First things first: Banks herself is a lead in Love and Mercy and maybe even the true protagonist of the Cusack segments; she's in more scenes than Cusack is and she drives the narrative with a goal-driven momentum that only the lead of a film can really possess.

And yet, it makes total sense why many pundits and critics consider Banks a supporting presence in Love and Mercy. It’s rare to see a performer — much less an easily-recognizable one with an established comedic persona and nearly a decade of real fame under her belt — approach a role with the wonderful depths of interdependent generosity that Banks offers Cusack, the film, and the real Melinda.

She’s not actually playing a Supportive Wive yet, but she offers a truly unique rendering of this character type and she does so without any of that whispery, moist-eyed vagueness (see: A Beautiful Mind) or undue, jaw-clenched intensity (see: Walk the Line) that so many actresses are directed to achieve, often to tedious effect. Banks really listens to Cusack in an alert and invested way, but she’s also clearly entertaining other thoughts, not only about Brian, but about her life, her love, her job, her cars, her future.

If Love and Mercy’s writers don't always have time for these thoughts, but that’s alright because Banks is already mapping them out out with such grounded clarity that she practically fleshes out the character on their behalf. There's caution in her eyes, but openness in her voice, body, and heart, allowing her Melinda to get closer to Cusack's Brian but respecting her intelligence enough to show a wary distance of Brian's world and its manipulative inhabitants.

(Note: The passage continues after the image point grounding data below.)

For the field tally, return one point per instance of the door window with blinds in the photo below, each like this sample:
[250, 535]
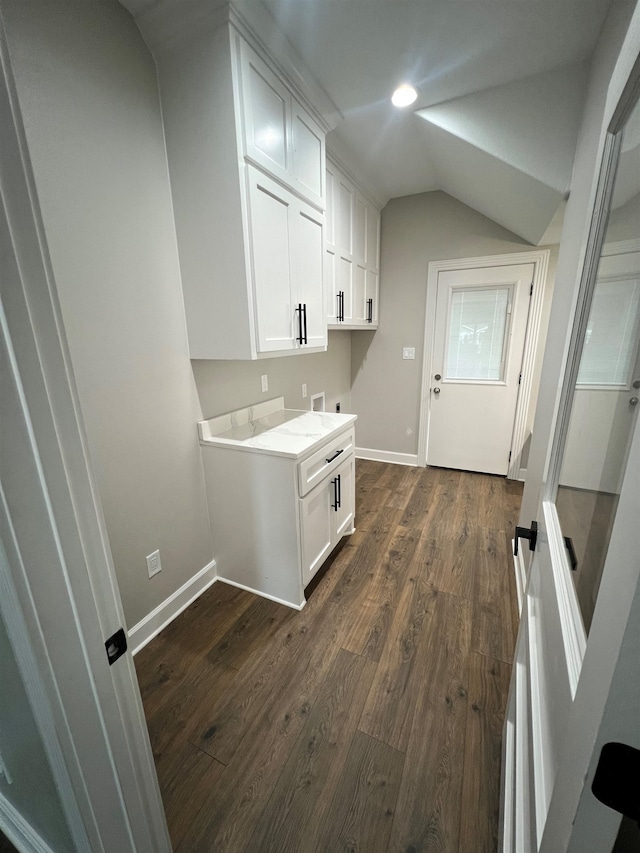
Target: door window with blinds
[478, 333]
[606, 391]
[611, 336]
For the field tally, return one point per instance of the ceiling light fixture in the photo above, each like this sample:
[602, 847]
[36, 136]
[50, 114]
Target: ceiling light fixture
[404, 95]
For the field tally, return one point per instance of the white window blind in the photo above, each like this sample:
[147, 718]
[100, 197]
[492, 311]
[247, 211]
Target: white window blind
[612, 333]
[477, 332]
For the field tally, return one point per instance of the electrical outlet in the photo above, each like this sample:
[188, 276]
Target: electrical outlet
[153, 563]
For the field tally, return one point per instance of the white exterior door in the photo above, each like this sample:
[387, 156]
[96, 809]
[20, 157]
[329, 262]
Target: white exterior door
[576, 678]
[481, 322]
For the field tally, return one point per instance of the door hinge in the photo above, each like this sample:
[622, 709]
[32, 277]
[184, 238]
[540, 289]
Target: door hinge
[116, 645]
[530, 533]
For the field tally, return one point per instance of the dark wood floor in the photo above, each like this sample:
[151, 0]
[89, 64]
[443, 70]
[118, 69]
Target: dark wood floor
[371, 720]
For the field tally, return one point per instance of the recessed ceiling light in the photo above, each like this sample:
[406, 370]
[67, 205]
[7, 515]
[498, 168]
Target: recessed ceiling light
[404, 95]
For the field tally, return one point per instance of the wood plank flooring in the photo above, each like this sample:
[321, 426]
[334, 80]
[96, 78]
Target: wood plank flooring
[370, 721]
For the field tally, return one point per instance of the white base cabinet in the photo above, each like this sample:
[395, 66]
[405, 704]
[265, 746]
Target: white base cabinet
[326, 515]
[275, 519]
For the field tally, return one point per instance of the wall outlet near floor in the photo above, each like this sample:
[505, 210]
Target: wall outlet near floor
[153, 563]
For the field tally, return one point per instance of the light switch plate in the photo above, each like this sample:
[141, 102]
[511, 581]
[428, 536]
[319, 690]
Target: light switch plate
[153, 564]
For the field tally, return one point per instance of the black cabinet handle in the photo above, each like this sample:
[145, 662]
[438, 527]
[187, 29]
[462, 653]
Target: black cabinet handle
[530, 533]
[572, 553]
[299, 338]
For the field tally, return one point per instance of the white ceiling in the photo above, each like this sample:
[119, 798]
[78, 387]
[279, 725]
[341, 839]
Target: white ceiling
[501, 86]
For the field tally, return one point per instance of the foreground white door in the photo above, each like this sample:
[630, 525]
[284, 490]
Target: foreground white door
[58, 564]
[481, 322]
[576, 677]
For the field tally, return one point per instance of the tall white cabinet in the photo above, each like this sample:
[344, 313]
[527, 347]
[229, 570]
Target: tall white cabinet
[247, 168]
[352, 252]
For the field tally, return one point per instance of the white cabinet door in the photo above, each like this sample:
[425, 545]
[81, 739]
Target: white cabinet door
[373, 238]
[271, 246]
[308, 276]
[316, 526]
[358, 286]
[266, 106]
[330, 261]
[345, 208]
[308, 155]
[351, 254]
[326, 515]
[360, 231]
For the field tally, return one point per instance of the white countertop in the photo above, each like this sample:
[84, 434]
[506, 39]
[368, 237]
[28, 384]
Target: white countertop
[270, 428]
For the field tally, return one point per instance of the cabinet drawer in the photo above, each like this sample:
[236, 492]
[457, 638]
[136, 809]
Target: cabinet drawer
[313, 470]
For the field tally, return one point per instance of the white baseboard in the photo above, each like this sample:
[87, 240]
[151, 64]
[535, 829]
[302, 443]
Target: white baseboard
[521, 574]
[164, 613]
[262, 594]
[387, 456]
[21, 834]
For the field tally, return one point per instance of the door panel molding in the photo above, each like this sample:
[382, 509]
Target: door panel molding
[540, 259]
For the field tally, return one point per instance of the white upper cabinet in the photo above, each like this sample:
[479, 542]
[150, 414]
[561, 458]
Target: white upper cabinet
[280, 135]
[352, 254]
[247, 168]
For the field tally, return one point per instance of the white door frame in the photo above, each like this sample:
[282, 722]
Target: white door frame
[540, 259]
[59, 561]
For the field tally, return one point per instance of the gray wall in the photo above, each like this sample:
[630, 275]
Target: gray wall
[416, 229]
[227, 385]
[88, 94]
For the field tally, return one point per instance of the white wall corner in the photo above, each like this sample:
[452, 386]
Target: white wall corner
[387, 456]
[18, 831]
[149, 627]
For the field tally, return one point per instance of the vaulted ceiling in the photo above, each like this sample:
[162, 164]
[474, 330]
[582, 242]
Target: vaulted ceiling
[501, 85]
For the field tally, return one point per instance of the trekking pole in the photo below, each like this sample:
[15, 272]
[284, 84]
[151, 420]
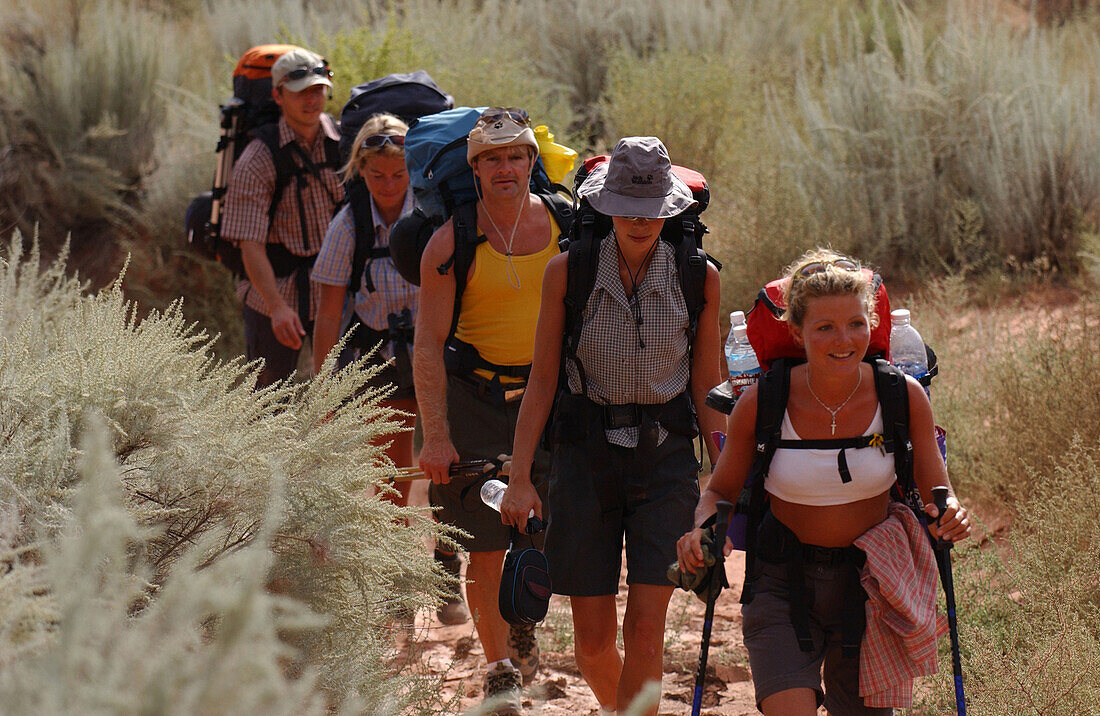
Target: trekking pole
[943, 549]
[721, 522]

What's best, however, is that you can really envision a life for Melinda Ledbetter had she never caught a shoeless Brian Wilson lying in one of her Cadillacs one random afternoon — an ordinary life, sure, but not necessarily an unhappy one. She calmly but never less than compellingly exists beyond the screen’s edges so that you barely notice there are edges at all, which is one of the highest compliments I can pay any actress, supporting or otherwise.